En la retaguardia se halla uno de los canales que flanquean el pueblo. En la orilla, sobre un banco, el estado de alarma deja una imagen para la retina: un empleado municipal da de comer a una camada de gatos que la falta de actividad ha dejado sin comida. Como consecuencia, muchos animales de la calle se dan a la caridad de hombres como este. Bajo un sol duro de media mañana, la escena se desarrolla en la más plena soledad. Se oye el agua correr a sus espaldas.

Al otro extremo del pueblo, en el oeste, vive Raúl Magraner, propietario de varios restaurantes de la zona. La hostelería, por si no lo había dicho ya alguien, es de los sectores más afectados. "Se han cargado el año; la época más fuerte del año son Fallas, Pascua y ahora venían las comuniones también", lamenta. Raúl enía los fines de semanas copados de eventos de este tipo, que ahora, por lo general, se han cancelado. Algunos, esperanzados, han optado por aplazar la comunión a septiembre. Pero es que nadie sabe dónde va a quedar la cosa, dice el hostelero.

"Hemos hecho un ERTE, pero es una mala marcha. Luego has de tener a la gente, por lo menos, seis meses". A juicio de Raúl, las empresas que hayan llegado saneadas a la crisis, podrán salir, pero las que hayan llegado "un poco tocadas", irán al clot [al hoyo] pese a las ayudas de la administración. El problema ya no es cuándo se prevé la reapertura -"nuestro sector va a ser el último en abrir"- sino en cómo abrirá: "¿Nos dejarán ocupar una mesa sí y otra no? Pero tú no vas a tener un trabajador sí, otro trabajador no. Tú vas a tener a todos".

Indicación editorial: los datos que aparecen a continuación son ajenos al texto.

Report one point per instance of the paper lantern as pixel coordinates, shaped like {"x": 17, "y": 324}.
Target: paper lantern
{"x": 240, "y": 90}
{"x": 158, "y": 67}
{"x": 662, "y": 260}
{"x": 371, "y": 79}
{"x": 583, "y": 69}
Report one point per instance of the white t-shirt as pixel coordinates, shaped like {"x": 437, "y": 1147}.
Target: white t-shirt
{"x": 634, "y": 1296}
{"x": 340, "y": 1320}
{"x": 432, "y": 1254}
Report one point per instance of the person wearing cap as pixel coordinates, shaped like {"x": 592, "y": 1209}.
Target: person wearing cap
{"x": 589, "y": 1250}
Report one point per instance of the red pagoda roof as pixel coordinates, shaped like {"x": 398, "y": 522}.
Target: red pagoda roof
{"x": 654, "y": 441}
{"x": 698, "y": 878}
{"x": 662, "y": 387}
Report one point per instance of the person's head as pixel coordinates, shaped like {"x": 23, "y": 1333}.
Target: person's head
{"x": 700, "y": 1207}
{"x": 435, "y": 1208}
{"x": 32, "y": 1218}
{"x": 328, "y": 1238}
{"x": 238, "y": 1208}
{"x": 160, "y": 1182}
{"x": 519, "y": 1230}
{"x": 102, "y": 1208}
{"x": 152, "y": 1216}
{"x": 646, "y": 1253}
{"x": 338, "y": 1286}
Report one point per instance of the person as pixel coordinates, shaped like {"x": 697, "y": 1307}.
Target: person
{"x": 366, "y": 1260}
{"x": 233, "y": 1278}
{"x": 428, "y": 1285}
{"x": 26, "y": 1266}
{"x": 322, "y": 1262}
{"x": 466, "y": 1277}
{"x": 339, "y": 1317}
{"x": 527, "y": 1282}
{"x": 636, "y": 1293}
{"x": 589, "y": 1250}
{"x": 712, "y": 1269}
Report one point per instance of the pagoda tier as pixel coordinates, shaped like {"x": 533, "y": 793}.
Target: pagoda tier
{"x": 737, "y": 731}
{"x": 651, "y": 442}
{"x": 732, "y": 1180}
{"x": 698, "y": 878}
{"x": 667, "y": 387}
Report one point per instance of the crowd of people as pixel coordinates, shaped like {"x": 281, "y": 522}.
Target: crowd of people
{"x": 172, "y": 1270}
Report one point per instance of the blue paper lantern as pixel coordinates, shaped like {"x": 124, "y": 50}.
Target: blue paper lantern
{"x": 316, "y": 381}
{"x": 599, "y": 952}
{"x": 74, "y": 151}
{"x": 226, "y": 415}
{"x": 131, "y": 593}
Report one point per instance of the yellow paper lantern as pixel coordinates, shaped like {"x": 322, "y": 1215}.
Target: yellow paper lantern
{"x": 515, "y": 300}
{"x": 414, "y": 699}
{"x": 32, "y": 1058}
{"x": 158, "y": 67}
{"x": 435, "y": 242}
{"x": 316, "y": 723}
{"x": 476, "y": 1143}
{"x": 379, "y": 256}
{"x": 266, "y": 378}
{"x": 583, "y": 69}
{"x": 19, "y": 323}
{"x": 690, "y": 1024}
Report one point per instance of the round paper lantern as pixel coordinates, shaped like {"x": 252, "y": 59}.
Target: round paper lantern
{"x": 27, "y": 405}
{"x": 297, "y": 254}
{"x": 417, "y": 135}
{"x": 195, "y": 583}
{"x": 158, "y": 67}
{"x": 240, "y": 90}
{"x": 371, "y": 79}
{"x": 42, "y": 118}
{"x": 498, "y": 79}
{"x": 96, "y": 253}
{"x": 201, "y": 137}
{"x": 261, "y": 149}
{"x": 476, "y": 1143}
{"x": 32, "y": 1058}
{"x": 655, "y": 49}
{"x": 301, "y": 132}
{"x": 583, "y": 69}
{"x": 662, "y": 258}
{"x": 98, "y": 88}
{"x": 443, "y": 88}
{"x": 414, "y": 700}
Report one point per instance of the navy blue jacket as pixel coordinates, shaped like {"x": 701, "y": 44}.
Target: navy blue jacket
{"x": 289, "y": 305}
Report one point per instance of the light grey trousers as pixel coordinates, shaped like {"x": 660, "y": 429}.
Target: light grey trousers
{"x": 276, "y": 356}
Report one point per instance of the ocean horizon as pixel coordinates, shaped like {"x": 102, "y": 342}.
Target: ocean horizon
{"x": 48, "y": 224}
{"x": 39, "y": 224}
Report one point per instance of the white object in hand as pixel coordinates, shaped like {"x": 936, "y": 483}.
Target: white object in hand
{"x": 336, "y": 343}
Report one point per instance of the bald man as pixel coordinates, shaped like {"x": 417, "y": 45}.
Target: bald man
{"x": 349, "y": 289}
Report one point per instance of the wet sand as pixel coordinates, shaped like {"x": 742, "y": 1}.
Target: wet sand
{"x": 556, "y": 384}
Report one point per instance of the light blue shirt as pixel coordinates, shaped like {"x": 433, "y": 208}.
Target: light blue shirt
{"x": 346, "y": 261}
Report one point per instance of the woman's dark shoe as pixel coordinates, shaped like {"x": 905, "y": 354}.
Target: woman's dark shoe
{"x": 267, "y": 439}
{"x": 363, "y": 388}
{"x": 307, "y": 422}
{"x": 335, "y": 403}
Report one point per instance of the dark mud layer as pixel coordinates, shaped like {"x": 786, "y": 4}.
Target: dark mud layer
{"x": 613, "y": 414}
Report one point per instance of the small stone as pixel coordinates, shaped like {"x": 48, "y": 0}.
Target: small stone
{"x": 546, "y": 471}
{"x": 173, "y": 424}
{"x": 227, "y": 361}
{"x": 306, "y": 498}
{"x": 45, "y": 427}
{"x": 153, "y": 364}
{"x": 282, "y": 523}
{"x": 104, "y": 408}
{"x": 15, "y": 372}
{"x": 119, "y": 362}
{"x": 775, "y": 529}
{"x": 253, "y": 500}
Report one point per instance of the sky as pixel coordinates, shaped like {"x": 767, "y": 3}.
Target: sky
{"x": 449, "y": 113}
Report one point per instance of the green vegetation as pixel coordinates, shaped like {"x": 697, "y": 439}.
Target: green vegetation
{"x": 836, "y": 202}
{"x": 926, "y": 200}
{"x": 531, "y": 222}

Lo que no quiere Raúl, explica, es tener que echar a gente a la calle. "Es que ya no se trata de una empresa. Esto es una familia. Llevamos ya 40 años. Hay gente que ha estado en mi casa trabajando toda la vida", se lamenta: "¿Qué les vas a decir, que para salvar la empresa les vas a echar a la calle? Eso no se puede hacer". ¿Al final qué queda, el valor del dinero sobre las personas?, se pregunta: "Esto no es Zara". Ha pedido ayudas pero por el momento, ha acudido al banco a solicitar un préstamo.

Son todos ellos testimonios de una mañana en tierra de Tio Paloma, de Tonet y de Neleta. De un pueblo que sobrevive. Sus restaurantes, sus comercios, sus pescadores, sus gentes. Asoma en una de las terrazas una vecina mayor, curiosa. Pasa un camión. Es uno de "los de las mochilas". Se va ya. Una mujer saca dos sillitas a la puerta. Sale del pueblo un tractor. También el campo es primera necesidad. Los campos se siguen trabajando. Dormita El Palmar. O lo intenta. La CV-500 sigue igual, fantasma.